My objective is best served if I stay at a higher level of abstraction. I’ll be so global and pretentious that I’ll not cause harm. A few ideas may resonate. At best, a few may incorporate something into their respective processes. At worst, it’s time-pass. Discussing individual companies achieves the opposite effect. No matter how many caveats I place, it morphs into stock advice, given how this sort of thing typically works. If I say great business but overvalued, it sounds like stock could go down. If I don’t comment on valuation, it sounds like a buy recommendation. If I praise something to the sky, it sounds like buy at any price (one of the most dangerous notions in investing). I’d like to avoid this sort of impression, even if it’s inadvertent and to a fraction of readers. That’s why I fall back on Asian Paints or HDFC Bank as illustrations, as everyone knows they are placeholder examples.
Why should I bother when it’s buyer-beware? Because I have to live with myself. Most of the time, stocks are peddled in a manner that is morally equivalent to robbing blind beggars. There is an insane amount of suckering of the gullible through biased, shitty stock advice, explicit and implicit. Innocuous discussions with acquaintances quickly deteriorate into what’s looking good in the market. Investor small-talk involves unsolicited “you should really look at this” advice. Sometimes, buy-side pitches more stocks than sell-side. There’s no good way for an investor to discuss a specific investment without unintended consequences or collateral damage. I may not have great power but it’s best to act with some responsibility.

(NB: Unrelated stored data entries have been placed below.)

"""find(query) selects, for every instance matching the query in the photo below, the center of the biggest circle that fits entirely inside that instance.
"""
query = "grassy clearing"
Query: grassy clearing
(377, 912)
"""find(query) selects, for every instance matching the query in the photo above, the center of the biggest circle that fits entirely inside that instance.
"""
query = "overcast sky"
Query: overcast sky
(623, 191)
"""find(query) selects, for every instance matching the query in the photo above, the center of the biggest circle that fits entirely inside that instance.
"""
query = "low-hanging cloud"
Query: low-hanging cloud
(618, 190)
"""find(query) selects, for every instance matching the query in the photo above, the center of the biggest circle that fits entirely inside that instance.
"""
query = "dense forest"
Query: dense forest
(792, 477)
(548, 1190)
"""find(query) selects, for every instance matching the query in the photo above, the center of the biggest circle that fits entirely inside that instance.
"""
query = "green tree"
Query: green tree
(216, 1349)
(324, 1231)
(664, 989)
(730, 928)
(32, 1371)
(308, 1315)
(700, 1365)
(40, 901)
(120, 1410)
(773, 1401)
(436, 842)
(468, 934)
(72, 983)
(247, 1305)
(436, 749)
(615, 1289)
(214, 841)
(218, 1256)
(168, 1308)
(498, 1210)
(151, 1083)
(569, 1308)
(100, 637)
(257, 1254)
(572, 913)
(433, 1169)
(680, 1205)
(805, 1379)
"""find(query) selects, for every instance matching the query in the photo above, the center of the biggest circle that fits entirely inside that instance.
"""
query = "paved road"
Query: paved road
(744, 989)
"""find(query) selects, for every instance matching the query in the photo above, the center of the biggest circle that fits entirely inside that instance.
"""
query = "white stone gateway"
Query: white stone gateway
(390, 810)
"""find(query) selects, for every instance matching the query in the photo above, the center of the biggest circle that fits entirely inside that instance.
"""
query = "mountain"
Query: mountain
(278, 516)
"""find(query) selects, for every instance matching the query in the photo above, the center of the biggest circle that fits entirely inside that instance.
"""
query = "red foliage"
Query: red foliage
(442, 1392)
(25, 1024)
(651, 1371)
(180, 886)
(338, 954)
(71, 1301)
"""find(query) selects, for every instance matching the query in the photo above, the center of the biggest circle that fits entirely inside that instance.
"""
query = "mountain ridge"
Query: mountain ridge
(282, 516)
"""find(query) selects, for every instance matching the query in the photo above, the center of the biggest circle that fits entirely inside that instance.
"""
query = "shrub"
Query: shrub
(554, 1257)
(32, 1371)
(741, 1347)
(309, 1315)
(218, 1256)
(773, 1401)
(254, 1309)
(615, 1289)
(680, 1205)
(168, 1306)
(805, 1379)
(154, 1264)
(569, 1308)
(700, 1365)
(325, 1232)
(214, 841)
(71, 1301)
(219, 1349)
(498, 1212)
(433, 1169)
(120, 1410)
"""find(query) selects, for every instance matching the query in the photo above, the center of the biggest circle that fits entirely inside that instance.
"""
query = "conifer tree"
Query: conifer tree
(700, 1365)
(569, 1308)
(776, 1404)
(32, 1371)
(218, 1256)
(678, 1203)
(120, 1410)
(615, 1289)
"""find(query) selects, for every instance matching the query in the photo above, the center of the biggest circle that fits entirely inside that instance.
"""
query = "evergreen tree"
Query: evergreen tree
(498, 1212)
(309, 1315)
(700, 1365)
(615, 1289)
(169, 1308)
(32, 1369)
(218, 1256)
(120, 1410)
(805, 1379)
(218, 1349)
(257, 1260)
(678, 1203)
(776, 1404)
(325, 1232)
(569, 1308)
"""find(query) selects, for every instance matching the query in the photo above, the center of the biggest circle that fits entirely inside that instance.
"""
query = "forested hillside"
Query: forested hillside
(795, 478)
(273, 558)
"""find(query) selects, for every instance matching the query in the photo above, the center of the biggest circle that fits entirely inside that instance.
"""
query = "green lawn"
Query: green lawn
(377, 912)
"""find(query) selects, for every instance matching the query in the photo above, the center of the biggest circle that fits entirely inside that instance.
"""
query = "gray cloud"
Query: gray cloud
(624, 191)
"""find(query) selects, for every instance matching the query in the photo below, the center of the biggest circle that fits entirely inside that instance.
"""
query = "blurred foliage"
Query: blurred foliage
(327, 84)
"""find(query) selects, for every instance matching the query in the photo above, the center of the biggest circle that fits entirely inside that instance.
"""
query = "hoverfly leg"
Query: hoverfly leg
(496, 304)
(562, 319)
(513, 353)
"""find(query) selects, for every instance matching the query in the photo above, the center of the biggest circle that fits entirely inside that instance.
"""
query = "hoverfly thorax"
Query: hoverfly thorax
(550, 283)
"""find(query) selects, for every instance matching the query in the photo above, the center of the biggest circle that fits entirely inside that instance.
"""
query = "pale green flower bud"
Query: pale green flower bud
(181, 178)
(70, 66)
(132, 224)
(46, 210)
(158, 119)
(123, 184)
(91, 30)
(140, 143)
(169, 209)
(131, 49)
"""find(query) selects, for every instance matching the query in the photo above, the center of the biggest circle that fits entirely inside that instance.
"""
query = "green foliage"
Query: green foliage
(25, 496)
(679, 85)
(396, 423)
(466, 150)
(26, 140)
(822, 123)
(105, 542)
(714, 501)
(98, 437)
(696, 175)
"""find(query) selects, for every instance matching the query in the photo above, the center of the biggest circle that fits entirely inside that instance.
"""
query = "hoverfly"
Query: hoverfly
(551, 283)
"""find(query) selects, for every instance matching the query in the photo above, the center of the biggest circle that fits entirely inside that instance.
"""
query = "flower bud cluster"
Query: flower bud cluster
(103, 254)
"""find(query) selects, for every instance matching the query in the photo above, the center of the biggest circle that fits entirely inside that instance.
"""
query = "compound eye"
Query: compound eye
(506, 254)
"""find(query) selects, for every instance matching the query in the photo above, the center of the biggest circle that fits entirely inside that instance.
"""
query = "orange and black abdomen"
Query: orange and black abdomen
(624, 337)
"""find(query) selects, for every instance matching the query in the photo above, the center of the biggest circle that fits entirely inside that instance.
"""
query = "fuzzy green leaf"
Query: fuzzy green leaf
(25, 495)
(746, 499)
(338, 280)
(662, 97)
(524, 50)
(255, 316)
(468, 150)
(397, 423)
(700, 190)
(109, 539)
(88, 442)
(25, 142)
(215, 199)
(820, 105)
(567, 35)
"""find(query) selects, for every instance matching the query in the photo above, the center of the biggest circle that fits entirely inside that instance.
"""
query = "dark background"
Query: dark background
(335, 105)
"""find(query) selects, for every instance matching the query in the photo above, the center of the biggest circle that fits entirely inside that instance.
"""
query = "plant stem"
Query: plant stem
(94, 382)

At the heart of my caution lies a universal truth, underappreciated in times like these. Individual stocks are very risky, irrespective of who else bought it or how strongly they feel about it. No one knows shit. Anything can happen. Every investor gets it wrong. It can get ugly, as has happened to me many times over.
The only way to operate in such an environment is for decisions to be 100% owned by respective investors. Process, decisions and consequences are yours and yours alone. Start from first principles, whatever they are for you. Build independent conviction, using hard evidence. If opinions are an input, seek them from those with industry experience and without agenda. Ignore what other investors are doing or saying, as it’s a terrible input into any investment process. Use others’ research only for business understanding, not as investment advice, that too after discounting for bias, hyperbole and forecasts. Recognize that shit will happen and prepare for it. If it does blow up, focus on how to handle it rather than on whom to blame. A part-time investor who finds this undoable may be better off with index SIP than stock picking.
This is a place where buyer should really beware. Not merely of the stock being bought, but of the basis on which it’s being bought. In stock markets, borrowed conviction is as bad as borrowed money. In a tiny, futile way, I am trying to pass on that message through what I (don’t) do.